Kids get a case of the Mondays as well.
After a big weekend featuring a middle school dance and Busch Gardens, Beckett, 11, and Carson, 9, were both exhausted come Monday morning.
After dragging all morning, Carson had a better day than I expected in school, but then reverted back to his younger years during his speech session after school. For our special needs guy, even on a normal day, he’s wiped out after school. It’s tough for him. He often falls asleep on the way home from school, though it’s happening less and less this year.

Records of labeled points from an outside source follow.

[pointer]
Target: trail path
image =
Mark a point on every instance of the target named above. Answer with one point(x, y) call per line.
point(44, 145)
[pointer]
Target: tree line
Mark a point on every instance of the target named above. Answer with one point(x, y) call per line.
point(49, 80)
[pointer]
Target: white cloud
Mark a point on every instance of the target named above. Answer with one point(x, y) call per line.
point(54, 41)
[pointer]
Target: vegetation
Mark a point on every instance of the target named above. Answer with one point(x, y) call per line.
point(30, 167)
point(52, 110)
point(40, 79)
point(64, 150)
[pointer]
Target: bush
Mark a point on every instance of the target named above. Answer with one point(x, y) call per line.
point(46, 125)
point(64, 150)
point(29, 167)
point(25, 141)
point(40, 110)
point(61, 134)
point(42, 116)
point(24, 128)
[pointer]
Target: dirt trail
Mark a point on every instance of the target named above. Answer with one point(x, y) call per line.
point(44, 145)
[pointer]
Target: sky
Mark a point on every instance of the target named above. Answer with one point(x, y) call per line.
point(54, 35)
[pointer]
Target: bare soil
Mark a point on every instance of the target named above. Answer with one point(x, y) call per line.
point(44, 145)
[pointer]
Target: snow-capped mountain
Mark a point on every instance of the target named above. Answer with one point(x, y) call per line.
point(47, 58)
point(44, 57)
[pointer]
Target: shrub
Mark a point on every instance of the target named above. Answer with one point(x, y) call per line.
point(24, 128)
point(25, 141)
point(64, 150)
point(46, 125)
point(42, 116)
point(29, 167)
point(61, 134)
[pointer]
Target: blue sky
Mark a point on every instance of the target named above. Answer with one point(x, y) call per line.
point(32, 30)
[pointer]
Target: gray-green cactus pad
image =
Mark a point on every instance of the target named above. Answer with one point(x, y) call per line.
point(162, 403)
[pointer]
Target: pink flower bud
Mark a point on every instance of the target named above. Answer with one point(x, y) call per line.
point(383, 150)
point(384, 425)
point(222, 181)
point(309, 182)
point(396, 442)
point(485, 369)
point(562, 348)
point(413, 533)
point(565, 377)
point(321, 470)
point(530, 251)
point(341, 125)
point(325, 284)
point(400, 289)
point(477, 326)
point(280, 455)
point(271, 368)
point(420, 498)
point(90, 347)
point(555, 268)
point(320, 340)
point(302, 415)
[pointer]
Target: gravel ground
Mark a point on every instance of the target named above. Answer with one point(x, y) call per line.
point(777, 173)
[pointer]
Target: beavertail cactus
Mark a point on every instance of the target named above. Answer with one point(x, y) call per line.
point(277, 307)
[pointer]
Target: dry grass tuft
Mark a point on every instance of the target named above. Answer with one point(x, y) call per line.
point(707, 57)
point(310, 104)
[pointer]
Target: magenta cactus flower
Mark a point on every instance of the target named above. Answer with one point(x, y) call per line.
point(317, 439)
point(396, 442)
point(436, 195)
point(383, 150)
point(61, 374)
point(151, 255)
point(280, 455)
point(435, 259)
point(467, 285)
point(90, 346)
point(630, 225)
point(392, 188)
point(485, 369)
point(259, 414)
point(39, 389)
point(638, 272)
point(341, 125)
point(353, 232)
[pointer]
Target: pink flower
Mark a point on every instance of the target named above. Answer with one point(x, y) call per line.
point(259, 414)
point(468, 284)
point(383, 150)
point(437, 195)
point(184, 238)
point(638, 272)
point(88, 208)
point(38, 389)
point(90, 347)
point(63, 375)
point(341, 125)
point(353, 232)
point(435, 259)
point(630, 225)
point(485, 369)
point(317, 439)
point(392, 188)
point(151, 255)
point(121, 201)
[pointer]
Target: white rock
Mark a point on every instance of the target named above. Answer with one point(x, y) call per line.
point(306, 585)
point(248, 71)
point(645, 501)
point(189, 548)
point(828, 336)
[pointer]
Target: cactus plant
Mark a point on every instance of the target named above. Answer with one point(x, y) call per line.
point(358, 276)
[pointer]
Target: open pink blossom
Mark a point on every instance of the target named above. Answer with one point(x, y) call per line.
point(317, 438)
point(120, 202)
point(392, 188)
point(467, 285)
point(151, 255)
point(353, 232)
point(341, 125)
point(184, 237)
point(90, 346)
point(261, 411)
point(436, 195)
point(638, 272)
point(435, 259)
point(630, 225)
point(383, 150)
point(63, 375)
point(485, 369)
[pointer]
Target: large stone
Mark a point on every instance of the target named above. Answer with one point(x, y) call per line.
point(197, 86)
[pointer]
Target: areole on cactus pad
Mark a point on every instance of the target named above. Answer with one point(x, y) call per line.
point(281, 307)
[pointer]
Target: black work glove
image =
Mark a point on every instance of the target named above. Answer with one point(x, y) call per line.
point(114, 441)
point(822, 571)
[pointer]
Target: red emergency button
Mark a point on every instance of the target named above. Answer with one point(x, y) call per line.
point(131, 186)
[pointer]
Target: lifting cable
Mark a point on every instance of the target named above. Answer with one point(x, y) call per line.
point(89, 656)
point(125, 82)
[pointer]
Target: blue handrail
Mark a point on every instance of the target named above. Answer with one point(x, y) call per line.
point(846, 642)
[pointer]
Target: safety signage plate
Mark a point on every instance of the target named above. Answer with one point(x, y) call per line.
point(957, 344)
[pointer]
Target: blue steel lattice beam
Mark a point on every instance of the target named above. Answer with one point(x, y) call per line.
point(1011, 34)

On the way to his speech session in Salisbury, in hindsight, I should have seen the warning signs trouble was ahead. He’s an anxiety animal so when he gets uneasy or simply away from the center behaviors occur.
During this particular session, he just wanted nothing to do with working on his speech. Honestly, it’s amazing we don’t have more challenging behaviors during these sessions. It’s tough work for him to use his voice due to his diagnosis of Apraxia, which is a motor speech disorder involving the brain not being able to send the messages needed for the mouth to make the complex, although easy for so many of us, oral movements.
Though Carson is also shy and displays numerous examples daily of selective mutism, he does have about 50 to 70 words he can say through sounding out the words. He’s come incredibly far on this journey and recently received a gift card from his speech pathologist at his school for speaking at school to her, teachers and classmates. He had a jar he had to fill with coins, which were given when he spoke at school. The words might be simple “hi,” “bye,” “no” and “yes” in many instances, but that’s okay because it shows growth.
Back to Monday’s speech session, there was hitting, eloping, ignoring, throwing and crying. It was about as bad as Carson gets these days. These behaviors were expected years ago. It was better to prepare for the worst and hope for the best back then. As his behaviors have normalized in recent years, we forget how far he has come.
As we were driving home Monday night after speech, I was cooling down after getting frustrated trying to help his speech therapist get Carson on track. I admit to doing something I never do – feeling sorry for myself at how difficult life can be at times. I regret these unproductive emotions. I had a long day at work and myself was feeling tired from the weekend. Though Carson never truly got back in good shape for speech on this day, he did end up completing his session. When I looked back in the car to see Carson, pondering what sort of consequence to impose for his bad decisions, he was fast asleep. It was 5:05 p.m.
As Carson was having meltdowns in speech, I learned things were not much better for Pam with Beckett after school. Our “typical” child forgot to bring home any of the right books for his homework, of which he had a lot on this particular day. Pam said he was teary when he had to go back to school and get all his materials he needed for a poster to create and write an essay on the Mayflower.
In fairness, if it was a normal weekend, we would not have let all this work and projects pile up to the last minute. We reminded him Sunday night we will have a lot to do on Monday night. The problem was he, too, was exhausted from his first middle school dance and a long night at Busch Gardens over the weekend. He was mentally and physically spent. Nonetheless, he had work to do. He didn’t like it one bit.
To his credit, he did a nice job on his poster for earth science, though it took a long time because he was pouting a lot through it, according to Pam’s account.
By the time I got home with an exhausted Carson, he needed to write a 600- to 700-word creative essay on the Mayflower expedition to Plymouth in 1620. It seemed he had gotten all his emotions out of the way by the time I got home. He was focused on what he wanted to write based on a rough outline he had already sketched out. He sat down at the computer without any argument and got it done in about two hours.
Though he kept checking the word count option a bit too much for my liking, it was nice to watch my sixth grader have this free flow of ideas on the same computer I work on every day.
Later, when he was done and had taken a shower, I joked with him it was time to practice the trumpet. He’s supposed to commit to 15 minutes each day on his instrument for music class. I could see his reaction was trending toward the negative. I told him I was joking and that he could double down tomorrow. He said, “I will quadruple down if you let me skip tonight.”
One thing I have learned about parenting is sometimes things are simple. We tend to overthink. They were both exhausted from a busy weekend of physical activity and irregular bedtimes. Their mom and I were as well. Everyone was in bed before 9 Monday night.